The report made by Prof. W.A. Herdman to the British Association concerning the liability to disease through oysters recognizes the possibility of contamination through the proximity of the beds to sewage water, and recommends steps to be taken, through either legislative control or association, to induce the oyster trade to remove any possible suspicion of contamination of the beds; provision for the inspection of foreign oysters or their subjection to a quarantine by deposition for a stated period in British waters, as already takes place in many instances; and the periodical inspection of the grounds from which mussels, cockles, and periwinkles are gathered.
As the result of long-continued observations of annual temperatures the appearance of the earliest leaves, and the return of birds of passage, M. Camille Flammarion has published the conclusions that the maximum temperatures correspond with abundant sun spots and the least humidity, and the minimum temperatures with scarcity of sun spots and great humidity; and that sparrows begin to sit when horse-chestnuts, lilacs, and peonies begin to bloom, and the young are hatched about two days after these plants are in full inflorescence. M. Flammarion also believes that the temperatures of March and April indicate those of the entire year.
Little steel capsules containing a small quantity of liquefied carbonic acid are made, La Nature says, at Zurich, Switzerland. One of them is placed in the neck of a bottle of water which is provided with a faucet and the capsule is pricked. The carbonic acid escapes and charges the water, and a bottle of soda water is the result. The capsules are cheap and convenient, and are very popular in Switzerland and Germany.
It is proposed to erect a memorial to James Clerk Maxwell in the parish church of Corsock, of which he was a trustee and elder. Subscriptions may be sent to the Rev. George Stimock, The Manse, Corsock by Dalbeattie, N.B.

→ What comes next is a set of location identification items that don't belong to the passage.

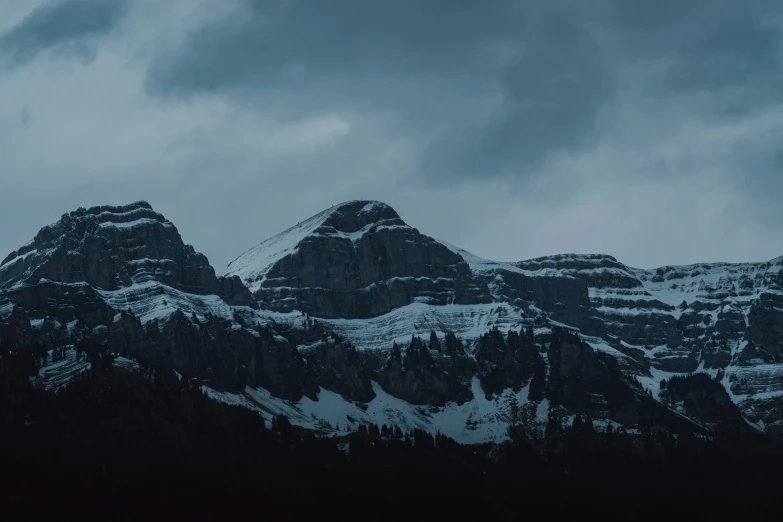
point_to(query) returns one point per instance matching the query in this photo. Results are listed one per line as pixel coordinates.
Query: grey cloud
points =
(266, 42)
(66, 25)
(552, 95)
(552, 81)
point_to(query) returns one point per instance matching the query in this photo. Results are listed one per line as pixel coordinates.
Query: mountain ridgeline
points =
(354, 317)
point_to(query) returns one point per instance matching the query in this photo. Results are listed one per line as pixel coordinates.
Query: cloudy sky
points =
(650, 131)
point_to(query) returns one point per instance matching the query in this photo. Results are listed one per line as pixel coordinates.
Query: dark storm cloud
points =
(737, 60)
(264, 42)
(66, 25)
(649, 130)
(552, 79)
(551, 97)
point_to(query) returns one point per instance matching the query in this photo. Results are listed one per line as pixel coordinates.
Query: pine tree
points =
(434, 342)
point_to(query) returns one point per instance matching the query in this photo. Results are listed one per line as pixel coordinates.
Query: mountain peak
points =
(349, 220)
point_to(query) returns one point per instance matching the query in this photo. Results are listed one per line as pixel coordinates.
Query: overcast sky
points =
(650, 131)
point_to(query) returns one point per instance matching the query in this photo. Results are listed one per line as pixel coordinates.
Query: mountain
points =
(353, 316)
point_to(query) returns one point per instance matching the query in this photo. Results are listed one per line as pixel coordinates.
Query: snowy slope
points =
(476, 421)
(253, 265)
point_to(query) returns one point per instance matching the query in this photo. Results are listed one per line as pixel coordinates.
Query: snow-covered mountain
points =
(323, 322)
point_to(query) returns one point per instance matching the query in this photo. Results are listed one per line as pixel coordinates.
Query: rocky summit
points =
(353, 316)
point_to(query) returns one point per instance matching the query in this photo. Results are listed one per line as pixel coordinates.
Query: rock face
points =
(356, 260)
(354, 311)
(110, 248)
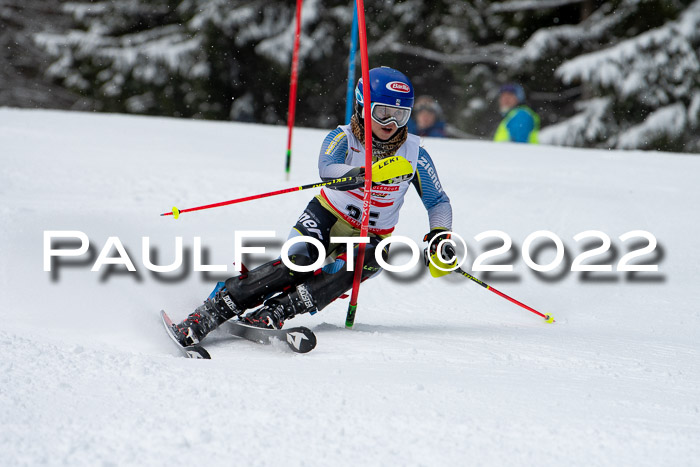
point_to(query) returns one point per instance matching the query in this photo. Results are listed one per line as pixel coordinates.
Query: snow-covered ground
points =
(435, 372)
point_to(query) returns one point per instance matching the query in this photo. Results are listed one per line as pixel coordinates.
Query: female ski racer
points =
(283, 292)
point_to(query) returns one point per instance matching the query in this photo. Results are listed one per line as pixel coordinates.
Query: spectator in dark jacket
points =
(427, 118)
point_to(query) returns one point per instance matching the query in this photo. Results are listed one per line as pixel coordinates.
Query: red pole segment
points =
(343, 181)
(293, 89)
(548, 318)
(364, 226)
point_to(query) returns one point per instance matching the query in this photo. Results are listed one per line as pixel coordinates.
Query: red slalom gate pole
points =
(293, 89)
(364, 226)
(548, 318)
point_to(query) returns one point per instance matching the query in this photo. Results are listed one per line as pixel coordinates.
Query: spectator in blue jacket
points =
(427, 119)
(520, 123)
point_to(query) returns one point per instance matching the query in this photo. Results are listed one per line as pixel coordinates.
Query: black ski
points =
(191, 351)
(299, 339)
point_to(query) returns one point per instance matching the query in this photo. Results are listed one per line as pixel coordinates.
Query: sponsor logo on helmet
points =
(398, 86)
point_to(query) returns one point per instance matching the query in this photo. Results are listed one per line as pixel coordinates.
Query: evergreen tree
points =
(604, 73)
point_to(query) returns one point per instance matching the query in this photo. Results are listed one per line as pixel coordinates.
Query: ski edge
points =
(300, 339)
(191, 351)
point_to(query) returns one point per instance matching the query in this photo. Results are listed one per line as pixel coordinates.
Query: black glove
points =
(447, 251)
(358, 173)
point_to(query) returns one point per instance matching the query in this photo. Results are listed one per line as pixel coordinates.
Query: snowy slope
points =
(435, 372)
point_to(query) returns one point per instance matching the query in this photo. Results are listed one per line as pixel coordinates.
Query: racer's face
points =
(384, 132)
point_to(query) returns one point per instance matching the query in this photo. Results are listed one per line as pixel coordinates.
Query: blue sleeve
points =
(520, 126)
(331, 160)
(430, 190)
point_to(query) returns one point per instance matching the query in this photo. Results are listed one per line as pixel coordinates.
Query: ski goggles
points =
(386, 114)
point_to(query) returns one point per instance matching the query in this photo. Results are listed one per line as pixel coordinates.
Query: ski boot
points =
(238, 294)
(282, 307)
(313, 295)
(215, 310)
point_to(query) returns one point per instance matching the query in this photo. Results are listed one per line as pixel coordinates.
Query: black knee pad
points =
(251, 289)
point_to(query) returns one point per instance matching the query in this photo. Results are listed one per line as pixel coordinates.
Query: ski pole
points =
(548, 318)
(335, 182)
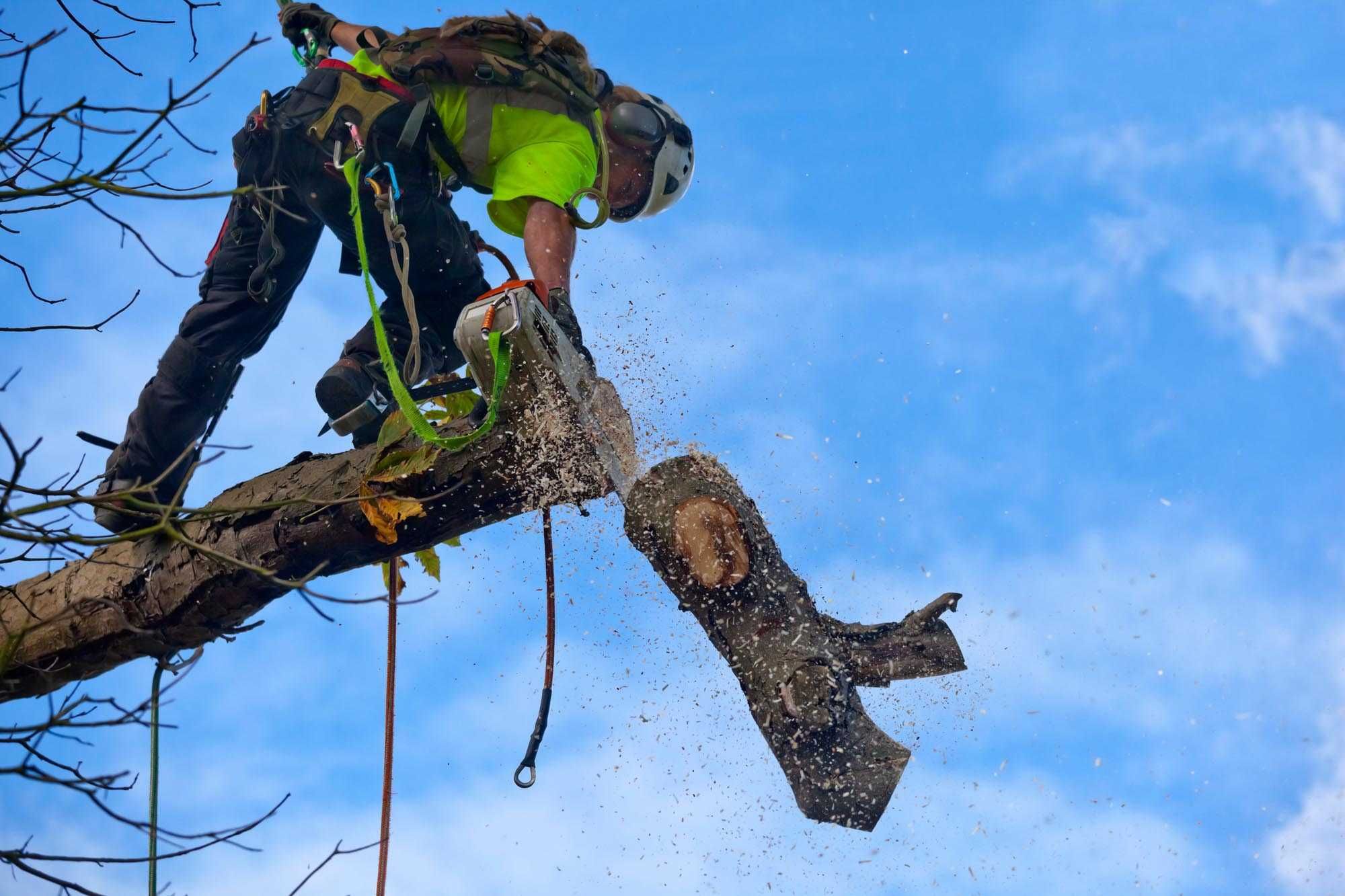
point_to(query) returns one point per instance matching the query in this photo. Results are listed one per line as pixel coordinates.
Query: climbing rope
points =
(389, 700)
(387, 200)
(545, 709)
(155, 690)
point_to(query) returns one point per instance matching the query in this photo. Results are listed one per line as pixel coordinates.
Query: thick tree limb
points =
(154, 596)
(798, 667)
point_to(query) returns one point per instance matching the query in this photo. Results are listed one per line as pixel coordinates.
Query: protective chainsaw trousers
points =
(263, 253)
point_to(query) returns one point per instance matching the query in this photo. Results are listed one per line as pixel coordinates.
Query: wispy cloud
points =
(1277, 278)
(1309, 849)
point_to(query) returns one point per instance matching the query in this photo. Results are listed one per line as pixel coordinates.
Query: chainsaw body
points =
(517, 311)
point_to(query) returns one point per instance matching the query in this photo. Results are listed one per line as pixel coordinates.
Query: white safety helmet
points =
(653, 126)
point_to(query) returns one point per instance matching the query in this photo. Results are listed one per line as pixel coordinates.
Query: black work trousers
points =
(268, 243)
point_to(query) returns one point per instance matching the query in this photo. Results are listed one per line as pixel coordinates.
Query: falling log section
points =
(800, 669)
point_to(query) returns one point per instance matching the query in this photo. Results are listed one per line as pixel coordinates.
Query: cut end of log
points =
(711, 541)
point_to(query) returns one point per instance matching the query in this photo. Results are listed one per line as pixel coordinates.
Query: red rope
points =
(389, 696)
(551, 596)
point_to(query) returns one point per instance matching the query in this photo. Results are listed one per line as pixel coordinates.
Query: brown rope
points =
(385, 826)
(551, 598)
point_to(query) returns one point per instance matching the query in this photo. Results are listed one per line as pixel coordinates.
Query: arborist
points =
(502, 106)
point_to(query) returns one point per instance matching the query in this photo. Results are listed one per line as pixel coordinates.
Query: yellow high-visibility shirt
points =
(532, 153)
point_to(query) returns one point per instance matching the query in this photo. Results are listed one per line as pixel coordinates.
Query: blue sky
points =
(1050, 300)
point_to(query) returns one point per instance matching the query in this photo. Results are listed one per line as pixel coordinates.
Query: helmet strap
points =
(601, 197)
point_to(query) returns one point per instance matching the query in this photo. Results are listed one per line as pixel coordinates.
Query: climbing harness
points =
(500, 350)
(383, 179)
(544, 710)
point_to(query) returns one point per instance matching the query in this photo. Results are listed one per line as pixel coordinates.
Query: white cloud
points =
(1272, 283)
(1272, 300)
(1309, 849)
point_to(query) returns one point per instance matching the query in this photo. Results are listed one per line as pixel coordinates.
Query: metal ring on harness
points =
(578, 220)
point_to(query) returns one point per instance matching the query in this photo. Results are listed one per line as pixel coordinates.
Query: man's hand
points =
(298, 17)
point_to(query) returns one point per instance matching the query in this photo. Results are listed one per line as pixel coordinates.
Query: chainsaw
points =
(517, 310)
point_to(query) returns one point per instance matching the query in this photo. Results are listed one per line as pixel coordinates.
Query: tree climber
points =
(502, 106)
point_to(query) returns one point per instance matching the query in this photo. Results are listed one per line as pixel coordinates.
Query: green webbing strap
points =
(154, 778)
(500, 349)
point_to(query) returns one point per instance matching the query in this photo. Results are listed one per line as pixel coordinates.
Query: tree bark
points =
(798, 667)
(155, 596)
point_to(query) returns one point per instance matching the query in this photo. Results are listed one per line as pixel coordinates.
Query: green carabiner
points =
(310, 53)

Our obituary list includes among men well known in science the names of Edward Dunkin, an English practical astronomer, for fifty years an assistant and part of the time chief assistant at the Royal Observatory, Greenwich, a contributor of many paper on practical astronomy, aged seventy-seven years; H. Vogel, professor of photography, photo-chemistry, and spectroscopy in the Technical High School, Berlin, author of The Chemistry of Light and Photography, in the International Scientific Series, in his sixty-fifth year; Alexandre Pillet, curator of the Musée Dupuytre, Paris, and well known for his contributions on morbid anatomy, at Paris, November 2d, aged eighty-eight years; George T. Allmann, formerly professor of botany in Dublin and of natural history in Edinburgh, who described the hydroids collected by the Challenger Expedition, and was author of a number of monographs on the invertebrates, aged eighty-six; Thomas Sanderson Bulmer, investigator in American archæology and ethnography, and contributor to Filling's Bibliographies of American Languages, at Sierra Blanca, Texas, October 5th; and Dr. Ewald Geissler, professor of chemistry at the veterinary school of Dresden, aged fifty years.
FOOTNOTES:
[1] In 1872, while a Commissioner of Health, I had occasion to examine and report on the causes of the high death rate during the summer months in the city of New York. The chief cause was determined to be the excessive heat which characterizes those months. It was recommended in the report to the Board of Health that legislation be secured empowering and requiring the Department of Parks to plant and cultivate trees, shrubs, plants, and vines in all the streets, avenues, and public places in the city. A bill was drafted and introduced into the Legislature, but it did not become a law, and no further effort has been made to secure such legislation. Meantime, two tree-planting societies have been established, one in the Borough of Brooklyn and the other in the Borough of Manhattan, which are endeavoring to awaken public interest to the importance of planting a suitable number and variety of trees in the streets for purposes of ornamentation. The aim of this paper, which is largely based on the report of 1872, is to revive the project of giving the Department of Parks jurisdiction over the trees in the streets, and require it to plant and cultivate additional trees, shrubs, plants, and other forms of vegetation for the improvement of the public health and for the purpose of ornamentation.
[2] Man and Nature. G.P. Marsh, New York, 1872.